Вскоре в рядах повстанской кавалерии обнаружилось какое-то движение: два-три всадника, махая саблями, заегозили и заметались пред фронтом, послышались звуки сигнальных труб, затем крики команды.

Константин, видя, что что-то такое начинается, поспешил спрятать в футляр свой бинокль, и когда после этого снова поднял глаза, то увидел, что вся польская кавалерия гурьбой несется уже через поле, с криком «ура», держа направление на гусар.
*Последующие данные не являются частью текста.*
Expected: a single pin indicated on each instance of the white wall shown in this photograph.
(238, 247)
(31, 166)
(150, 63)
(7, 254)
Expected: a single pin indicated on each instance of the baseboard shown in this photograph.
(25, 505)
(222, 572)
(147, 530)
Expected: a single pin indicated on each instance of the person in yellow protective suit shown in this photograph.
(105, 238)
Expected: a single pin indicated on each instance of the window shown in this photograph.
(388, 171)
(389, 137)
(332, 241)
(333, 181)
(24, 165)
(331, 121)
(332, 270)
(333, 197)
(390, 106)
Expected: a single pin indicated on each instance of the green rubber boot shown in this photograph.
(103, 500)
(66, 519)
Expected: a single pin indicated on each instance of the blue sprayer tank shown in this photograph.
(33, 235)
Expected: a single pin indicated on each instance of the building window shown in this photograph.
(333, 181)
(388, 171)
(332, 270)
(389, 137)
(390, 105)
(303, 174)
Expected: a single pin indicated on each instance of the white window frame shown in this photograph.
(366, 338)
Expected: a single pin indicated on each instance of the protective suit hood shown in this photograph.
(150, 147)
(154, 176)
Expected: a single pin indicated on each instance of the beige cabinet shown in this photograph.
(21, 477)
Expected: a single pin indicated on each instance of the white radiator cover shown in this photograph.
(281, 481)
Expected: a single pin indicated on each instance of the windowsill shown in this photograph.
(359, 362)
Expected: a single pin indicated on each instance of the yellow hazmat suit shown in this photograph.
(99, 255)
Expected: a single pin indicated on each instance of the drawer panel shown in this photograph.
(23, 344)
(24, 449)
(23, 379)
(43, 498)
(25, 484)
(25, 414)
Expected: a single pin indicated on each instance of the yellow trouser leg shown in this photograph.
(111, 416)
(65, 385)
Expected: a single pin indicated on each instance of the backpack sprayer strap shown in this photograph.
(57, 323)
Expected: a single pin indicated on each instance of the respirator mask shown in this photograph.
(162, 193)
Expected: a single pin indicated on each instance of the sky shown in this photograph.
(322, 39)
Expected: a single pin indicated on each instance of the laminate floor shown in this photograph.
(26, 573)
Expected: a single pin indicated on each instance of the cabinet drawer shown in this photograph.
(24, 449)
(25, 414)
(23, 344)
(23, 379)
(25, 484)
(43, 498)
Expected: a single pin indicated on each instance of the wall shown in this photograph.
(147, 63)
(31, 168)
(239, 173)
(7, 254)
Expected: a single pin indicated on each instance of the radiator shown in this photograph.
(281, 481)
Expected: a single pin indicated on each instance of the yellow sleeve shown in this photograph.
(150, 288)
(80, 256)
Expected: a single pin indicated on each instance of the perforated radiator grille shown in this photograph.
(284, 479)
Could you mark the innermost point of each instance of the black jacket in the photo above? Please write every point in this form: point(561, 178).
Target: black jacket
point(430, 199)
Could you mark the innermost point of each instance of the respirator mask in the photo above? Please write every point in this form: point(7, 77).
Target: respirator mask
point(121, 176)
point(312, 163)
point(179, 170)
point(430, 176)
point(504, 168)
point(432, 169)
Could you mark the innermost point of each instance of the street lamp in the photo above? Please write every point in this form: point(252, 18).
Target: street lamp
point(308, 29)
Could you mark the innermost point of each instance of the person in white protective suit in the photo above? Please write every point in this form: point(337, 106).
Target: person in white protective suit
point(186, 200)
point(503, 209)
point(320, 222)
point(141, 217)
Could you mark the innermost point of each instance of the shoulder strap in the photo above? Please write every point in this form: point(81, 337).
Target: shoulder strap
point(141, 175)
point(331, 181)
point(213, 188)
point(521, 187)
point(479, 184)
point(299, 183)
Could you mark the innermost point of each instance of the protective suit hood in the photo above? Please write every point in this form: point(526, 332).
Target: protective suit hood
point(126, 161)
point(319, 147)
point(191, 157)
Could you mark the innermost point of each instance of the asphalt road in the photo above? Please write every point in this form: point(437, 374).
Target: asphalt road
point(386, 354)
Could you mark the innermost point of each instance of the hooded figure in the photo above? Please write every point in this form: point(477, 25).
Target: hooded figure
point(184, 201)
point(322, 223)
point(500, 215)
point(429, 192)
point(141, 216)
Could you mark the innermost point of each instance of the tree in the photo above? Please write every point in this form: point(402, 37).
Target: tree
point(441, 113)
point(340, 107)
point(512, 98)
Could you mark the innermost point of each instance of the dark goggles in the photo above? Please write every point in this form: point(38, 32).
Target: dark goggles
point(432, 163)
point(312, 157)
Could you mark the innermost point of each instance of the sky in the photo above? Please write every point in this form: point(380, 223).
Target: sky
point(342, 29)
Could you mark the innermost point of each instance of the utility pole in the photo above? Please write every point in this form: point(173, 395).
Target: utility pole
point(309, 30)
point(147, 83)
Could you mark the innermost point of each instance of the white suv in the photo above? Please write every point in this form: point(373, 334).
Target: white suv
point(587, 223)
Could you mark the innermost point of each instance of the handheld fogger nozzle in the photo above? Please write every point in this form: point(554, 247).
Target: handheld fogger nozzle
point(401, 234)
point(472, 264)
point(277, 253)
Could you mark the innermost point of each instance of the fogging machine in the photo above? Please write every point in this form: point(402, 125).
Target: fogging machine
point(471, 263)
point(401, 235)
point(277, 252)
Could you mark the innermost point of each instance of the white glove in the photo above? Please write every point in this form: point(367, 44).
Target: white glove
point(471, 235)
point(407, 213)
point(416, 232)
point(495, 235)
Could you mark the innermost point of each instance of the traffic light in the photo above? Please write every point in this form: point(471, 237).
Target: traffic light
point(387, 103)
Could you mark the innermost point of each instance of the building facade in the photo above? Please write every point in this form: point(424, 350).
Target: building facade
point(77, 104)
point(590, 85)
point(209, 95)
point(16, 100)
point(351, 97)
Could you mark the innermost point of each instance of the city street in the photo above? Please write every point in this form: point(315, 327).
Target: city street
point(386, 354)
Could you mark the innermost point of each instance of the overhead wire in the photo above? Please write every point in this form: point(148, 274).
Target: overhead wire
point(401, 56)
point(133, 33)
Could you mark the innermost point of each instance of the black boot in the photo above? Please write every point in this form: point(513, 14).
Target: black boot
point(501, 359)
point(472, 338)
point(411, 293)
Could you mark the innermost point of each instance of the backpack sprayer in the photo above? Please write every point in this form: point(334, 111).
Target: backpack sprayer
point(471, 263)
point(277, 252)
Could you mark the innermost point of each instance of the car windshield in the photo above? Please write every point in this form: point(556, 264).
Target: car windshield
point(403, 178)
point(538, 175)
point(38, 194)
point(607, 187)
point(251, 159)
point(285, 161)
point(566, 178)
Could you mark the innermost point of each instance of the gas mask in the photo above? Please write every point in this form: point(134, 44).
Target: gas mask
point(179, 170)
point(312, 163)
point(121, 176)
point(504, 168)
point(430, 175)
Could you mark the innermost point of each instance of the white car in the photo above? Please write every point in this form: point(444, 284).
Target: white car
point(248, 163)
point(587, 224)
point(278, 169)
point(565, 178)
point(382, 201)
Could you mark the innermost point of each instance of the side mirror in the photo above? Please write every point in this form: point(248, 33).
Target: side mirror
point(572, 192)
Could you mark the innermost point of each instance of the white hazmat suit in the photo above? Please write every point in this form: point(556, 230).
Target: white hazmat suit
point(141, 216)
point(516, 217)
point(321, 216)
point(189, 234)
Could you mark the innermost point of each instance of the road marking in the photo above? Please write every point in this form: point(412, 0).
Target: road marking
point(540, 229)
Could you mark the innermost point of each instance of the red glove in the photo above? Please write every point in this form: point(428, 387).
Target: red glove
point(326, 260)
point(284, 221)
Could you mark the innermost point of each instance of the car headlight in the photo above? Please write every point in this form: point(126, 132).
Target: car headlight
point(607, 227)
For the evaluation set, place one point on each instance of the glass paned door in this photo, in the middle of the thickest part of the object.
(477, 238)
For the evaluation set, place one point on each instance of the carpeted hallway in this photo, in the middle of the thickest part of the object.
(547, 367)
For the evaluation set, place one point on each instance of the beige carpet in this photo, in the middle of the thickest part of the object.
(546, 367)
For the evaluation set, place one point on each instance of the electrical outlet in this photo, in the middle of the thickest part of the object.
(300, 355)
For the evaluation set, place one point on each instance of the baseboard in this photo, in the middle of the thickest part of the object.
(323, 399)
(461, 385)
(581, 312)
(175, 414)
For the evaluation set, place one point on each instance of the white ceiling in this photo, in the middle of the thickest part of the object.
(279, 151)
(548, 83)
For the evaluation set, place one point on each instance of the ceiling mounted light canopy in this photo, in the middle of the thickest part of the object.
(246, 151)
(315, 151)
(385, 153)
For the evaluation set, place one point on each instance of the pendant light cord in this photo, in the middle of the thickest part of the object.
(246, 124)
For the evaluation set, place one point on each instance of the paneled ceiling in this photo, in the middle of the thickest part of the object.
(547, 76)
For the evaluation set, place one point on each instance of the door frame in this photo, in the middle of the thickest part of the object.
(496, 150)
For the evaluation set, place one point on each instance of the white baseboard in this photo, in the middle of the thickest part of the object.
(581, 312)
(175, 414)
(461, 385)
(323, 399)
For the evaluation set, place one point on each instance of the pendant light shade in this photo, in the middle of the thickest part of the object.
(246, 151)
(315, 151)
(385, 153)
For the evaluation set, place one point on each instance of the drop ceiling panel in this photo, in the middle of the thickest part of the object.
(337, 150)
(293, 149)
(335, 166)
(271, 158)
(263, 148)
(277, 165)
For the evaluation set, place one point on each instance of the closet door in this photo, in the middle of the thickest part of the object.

Ветохин, следя за общим ходом дела, случайно находился в это самое время не при эскадроне, а шагах в пятистах на левом фланге, который только что был усилен частью людей из резервного взвода.

— Что это? Никак они в атаку? — обернулся он на своих ординарцев, заметив несущуюся кавалерию. — Эка, дурачье какое! С такого-то расстояния да вдруг прямо карьером!.. Хороши, нечего сказать!.. Прелестны!.. трубач! "Атаку"!

И вот зарокотали по полю знакомые кавалеристам звуки «похода», полные в строгой своей простоте какого-то грозного величия. Этот сигнал — верх кавалерийской поэзии! Его знают не только люди, — его и кони понимают. Все встрепенулось в эскадроне при этих обаятельных звуках.

— Слава тебе, Господи!.. Наконец-то! — шепотом пронеслося по фронту. Офицеры, стоявшие на своих местах, словно бы делая нравственную проверку себе и товарищам, как-то пытливо и серьезно переглянулись между собой.